Delivering Continuous Deployment of Xen-API at Cloud Scale
John Garbutt, Rackspace
Currently xen-api is really only installed today as part of XenServer. It has traditional enterprise style releases, with controlled upgrades and hotfixes when required. When deploying OpenStack Rackspace, with the help of the OpenStack community, have adopted an approach where any check-in could be deployed, and the system upgraded, from any other checkin from that last release, or earlier in the current release. It would be interesting to see if xen-api could move towards a model. At a minimum having more regular check points where an upgrade would be possible. When running a cloud, a very small amount of control plane downtime is possible, but ideally there should be zero downtime for user's virtual machines. We should explore the ability to only upgrade Xen as a last resort, but still be able to update as much the control and data plane as possible, while keeping VMs alive.

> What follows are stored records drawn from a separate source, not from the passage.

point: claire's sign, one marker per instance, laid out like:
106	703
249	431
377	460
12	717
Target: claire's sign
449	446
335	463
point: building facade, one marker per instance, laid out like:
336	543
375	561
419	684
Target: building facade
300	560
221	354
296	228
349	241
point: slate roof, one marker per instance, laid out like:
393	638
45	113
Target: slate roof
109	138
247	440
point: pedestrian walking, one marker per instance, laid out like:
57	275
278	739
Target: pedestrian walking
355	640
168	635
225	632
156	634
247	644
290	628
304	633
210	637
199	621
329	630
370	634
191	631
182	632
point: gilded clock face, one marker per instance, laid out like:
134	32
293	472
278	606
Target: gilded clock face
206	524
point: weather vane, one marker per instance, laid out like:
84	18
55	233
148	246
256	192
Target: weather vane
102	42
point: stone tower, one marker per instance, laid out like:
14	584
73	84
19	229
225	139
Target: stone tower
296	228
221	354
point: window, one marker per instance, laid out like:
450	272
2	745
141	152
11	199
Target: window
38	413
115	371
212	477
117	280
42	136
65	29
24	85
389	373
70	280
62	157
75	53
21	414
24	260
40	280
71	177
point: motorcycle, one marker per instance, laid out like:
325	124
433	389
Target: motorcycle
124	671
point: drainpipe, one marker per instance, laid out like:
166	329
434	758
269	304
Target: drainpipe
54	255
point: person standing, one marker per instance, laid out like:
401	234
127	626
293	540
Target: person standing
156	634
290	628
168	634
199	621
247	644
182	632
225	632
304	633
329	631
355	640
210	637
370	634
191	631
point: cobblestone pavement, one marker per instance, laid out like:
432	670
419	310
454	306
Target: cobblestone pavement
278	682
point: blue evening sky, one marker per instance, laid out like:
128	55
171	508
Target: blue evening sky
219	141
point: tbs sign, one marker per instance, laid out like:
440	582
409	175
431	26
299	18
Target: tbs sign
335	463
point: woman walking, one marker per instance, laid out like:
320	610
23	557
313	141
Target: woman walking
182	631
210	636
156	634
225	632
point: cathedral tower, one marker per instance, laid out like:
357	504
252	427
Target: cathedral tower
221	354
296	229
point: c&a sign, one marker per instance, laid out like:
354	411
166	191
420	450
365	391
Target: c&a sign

Multiple Device Emulators for HVM Guests
Paul Durrant, Citrix
Currently Xen only allows a single device emulator to be attached to each HVM guest in a system and, to date, this has been QEMU generally running as a process in the same domain as the toolstack, or in a stub domain. To enable the deployment of virtual GPUs to HVM guests in XenServer, patches were created to allow multiple device emulators to be attached to each HVM guest. QEMU continues to be used to emulate the majority of the devices, but a second process is spawned to handle the virtual GPU. This opens up the possibility of the GPU vendors supplying 'appliance' driver domains in future. I'd like to give an overview of the changes that we've made to Xen and QEMU to enable the use of multiple emulators, the potential benefits to driver domains, plus the knock on effect of emulator disaggregation on the 'unplug' protocol and what we could do about this.
Xen and XenServer Storage Performance
Felipe Franciosi, Citrix
The development of low latency storage media such as modern Solid State Drives (SSD) brings new challenges to virtualisation platforms. For the first time, we are witnessing storage back ends which are so fast that the CPU time spent in processing data significantly impacts the delivered throughput. This is aggravated by CPU speeds remaining largely constant while storage solutions get faster by orders of magnitude. To meet user demands and fully exploit SSD performance under Xen, new technologies are necessary. This talk will discuss the Xen storage virtualisation data path when using various back ends (e.g. blkback, tapdisk, qemu). It will explain why it is hard to exploit SSD performance with current technologies and present measurement data for a variety of workloads. Finally, it will show how techniques such as persistent grants and indirect I/O can help to mitigate the problem.